Descriptions of Bipolar Disorder are pretty standard across books and websites. The symptoms seem easy for anyone to understand. Unfortunately, they are not. I will be looking at each of the significant symptoms and will show what they look like on a real person. It is essential to understand them. To give you an example, what does it mean when I say that one of my most persistent symptoms is “pressured speech.” “Pressured speech,” this is not something I’d ever heard before.
I’m not a walking list of the common symptoms of Bipolar Disorder. Since a large part of mania seems to consist of going excessively fast I’m going to start right off with it. Get ready – The following information is critical to understand precisely what Bipolar Disorder is so that you can live life to the fullest. Ignorance of my condition left me without defenses and practically begs for things to go wrong. Now that I understand more about the disorder, I generally deal with it more successfully. Well, some of the time. Other times, it seems to slap me upside the head before I ever see it coming. Despite the seemingly inevitable setback, I feel like I have a fighting chance. For once, I even feel hope.
Mania – Pressured Speech
Bipolar Disorder is a mental illness where a person’s moods swing wildly from severe depression to reckless mania. Pressured speech is one loud symptom of Bipolar Disorder. I’ve repeatedly been told that I do it, but no one ever stopped to explain what it means. I had to research on my own to figure out what “pressured speech” means.

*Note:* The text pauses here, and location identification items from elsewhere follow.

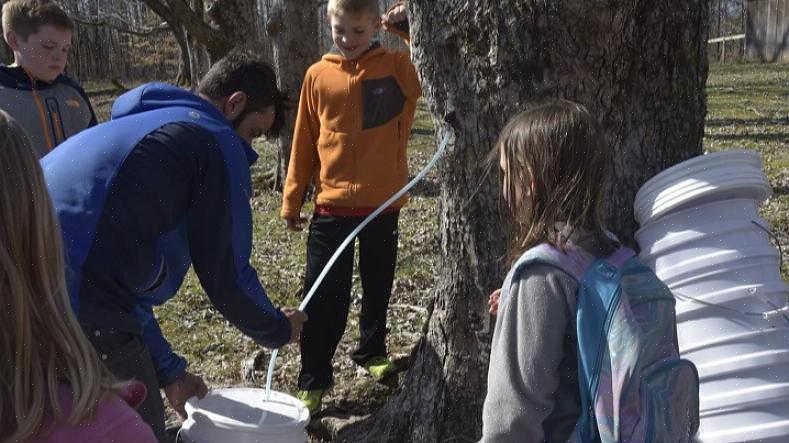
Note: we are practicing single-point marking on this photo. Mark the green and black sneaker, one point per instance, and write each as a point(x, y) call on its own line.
point(311, 399)
point(380, 368)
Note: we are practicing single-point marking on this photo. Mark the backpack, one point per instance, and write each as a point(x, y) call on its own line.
point(633, 385)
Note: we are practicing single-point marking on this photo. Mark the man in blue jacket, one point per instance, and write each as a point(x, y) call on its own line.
point(164, 185)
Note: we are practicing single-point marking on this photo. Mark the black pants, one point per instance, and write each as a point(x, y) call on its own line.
point(328, 309)
point(127, 357)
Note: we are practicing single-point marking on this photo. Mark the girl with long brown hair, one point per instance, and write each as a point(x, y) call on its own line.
point(52, 385)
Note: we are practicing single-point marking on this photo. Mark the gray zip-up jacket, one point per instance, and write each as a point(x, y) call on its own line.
point(49, 112)
point(533, 391)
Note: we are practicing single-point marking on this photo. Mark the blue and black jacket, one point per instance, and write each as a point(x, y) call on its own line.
point(49, 112)
point(164, 185)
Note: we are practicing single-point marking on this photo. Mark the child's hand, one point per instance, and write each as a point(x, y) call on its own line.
point(493, 301)
point(295, 223)
point(296, 319)
point(399, 13)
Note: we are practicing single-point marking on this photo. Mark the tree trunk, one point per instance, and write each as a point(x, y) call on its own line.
point(292, 26)
point(639, 65)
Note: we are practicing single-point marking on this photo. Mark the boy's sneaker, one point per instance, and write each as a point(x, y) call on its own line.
point(311, 399)
point(380, 368)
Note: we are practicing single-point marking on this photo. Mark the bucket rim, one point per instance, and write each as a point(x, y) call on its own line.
point(220, 421)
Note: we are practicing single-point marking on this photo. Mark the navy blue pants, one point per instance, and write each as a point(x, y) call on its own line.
point(328, 309)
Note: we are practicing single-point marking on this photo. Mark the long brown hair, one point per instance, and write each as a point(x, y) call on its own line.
point(557, 172)
point(41, 342)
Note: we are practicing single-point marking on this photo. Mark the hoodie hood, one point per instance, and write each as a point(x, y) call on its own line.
point(334, 54)
point(154, 96)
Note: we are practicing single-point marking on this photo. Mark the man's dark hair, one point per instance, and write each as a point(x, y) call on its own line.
point(241, 71)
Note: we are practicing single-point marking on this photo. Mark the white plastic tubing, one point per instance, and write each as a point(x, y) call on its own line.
point(442, 147)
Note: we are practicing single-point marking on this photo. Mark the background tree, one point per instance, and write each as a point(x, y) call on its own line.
point(639, 65)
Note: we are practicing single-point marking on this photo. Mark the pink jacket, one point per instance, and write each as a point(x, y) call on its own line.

Knowledge – For me, a key to coping with any illness has always been understanding what’s wrong with me and how I can fight it. I hate seeing the same look on people’s faces when I realize that I’m my speech seems pressured. It freaks them out. It freaks me out too. It makes me realize that I’m talking crazy talk again and again and again.
“Pressured speech” is my “crazy talk.” Everyone deals with the disorder differently. Labeling pressured speech as my crazy talk is a way that I like to think I’m stuffing thoughts of being crazy into a specific behavior. When I can resist doing pressured speech I feel less crazy. I suppose that’s weird, but it seems to help me cope with it.

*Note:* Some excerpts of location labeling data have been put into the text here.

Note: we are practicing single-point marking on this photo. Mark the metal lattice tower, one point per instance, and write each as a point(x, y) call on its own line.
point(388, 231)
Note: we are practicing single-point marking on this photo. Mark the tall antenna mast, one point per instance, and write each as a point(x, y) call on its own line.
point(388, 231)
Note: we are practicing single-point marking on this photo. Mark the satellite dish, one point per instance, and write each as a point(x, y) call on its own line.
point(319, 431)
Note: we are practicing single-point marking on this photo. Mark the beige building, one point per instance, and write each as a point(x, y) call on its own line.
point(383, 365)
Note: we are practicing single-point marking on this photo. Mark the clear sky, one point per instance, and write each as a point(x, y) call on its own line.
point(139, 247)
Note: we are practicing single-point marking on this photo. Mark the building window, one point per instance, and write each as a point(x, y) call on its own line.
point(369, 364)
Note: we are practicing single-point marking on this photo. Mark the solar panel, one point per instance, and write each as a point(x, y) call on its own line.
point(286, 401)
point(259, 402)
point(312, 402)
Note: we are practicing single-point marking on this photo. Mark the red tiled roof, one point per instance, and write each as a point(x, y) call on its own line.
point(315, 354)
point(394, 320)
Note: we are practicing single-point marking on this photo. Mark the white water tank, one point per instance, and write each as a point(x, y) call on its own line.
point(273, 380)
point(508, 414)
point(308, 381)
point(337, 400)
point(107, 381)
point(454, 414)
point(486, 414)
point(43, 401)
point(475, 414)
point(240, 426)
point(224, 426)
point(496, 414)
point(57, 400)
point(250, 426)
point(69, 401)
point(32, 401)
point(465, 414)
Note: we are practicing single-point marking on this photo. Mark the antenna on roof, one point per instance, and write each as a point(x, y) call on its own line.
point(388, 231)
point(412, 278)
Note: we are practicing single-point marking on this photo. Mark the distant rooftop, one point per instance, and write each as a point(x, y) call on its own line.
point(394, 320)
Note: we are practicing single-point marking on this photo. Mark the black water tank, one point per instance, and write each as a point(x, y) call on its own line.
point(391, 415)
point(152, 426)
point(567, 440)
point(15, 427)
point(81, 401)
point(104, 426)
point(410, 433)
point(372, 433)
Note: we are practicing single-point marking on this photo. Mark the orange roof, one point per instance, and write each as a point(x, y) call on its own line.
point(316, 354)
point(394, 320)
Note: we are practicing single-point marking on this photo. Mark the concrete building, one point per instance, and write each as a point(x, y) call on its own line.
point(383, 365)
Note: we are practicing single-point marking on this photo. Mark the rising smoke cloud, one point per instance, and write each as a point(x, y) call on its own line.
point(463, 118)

Some illnesses can be detected by looking at x-rays or surgically investigating a problem area. No medical test can be used to determine if I have Bipolar Disorder. I was required to meet with a medical person that I knew nothing about so that she could decide if I was eligible for disability status. She asked me some questions, and then we were done. I was labeled as disabled and given medical care. Since it only seemed to take mere minutes to determine that I have Bipolar Disorder, I wondered if I had acted excessively crazy. I tried to answer her questions honestly and without spending time trying to use wording that would influence her decision.
Whenever a person assesses me (which they regularly do to determine if I’m still eligible for mental health care), I hope that they are well versed in identifying the signs of the illness and are confident in determining if I have it or not. The first behavioral clue that screams that I have Bipolar Disorder appears to be my speech. I talk all the time. And fast. My kids tell me to stop and take a breath. Talking. I have so much to say. Okay, that isn’t a mental illness. It’s irritating, but it isn’t a mental illness. However, pressured speech can be evidence of it. Pressured speech is something that I do all the time. Even when I’m depressed, I still manage to have pressured speech. So what the heck is it?
Pressured speech is different for every person. Just about all the lists of symptoms of Bipolar Disorder will have it on them. Let me explain what it looks like in me.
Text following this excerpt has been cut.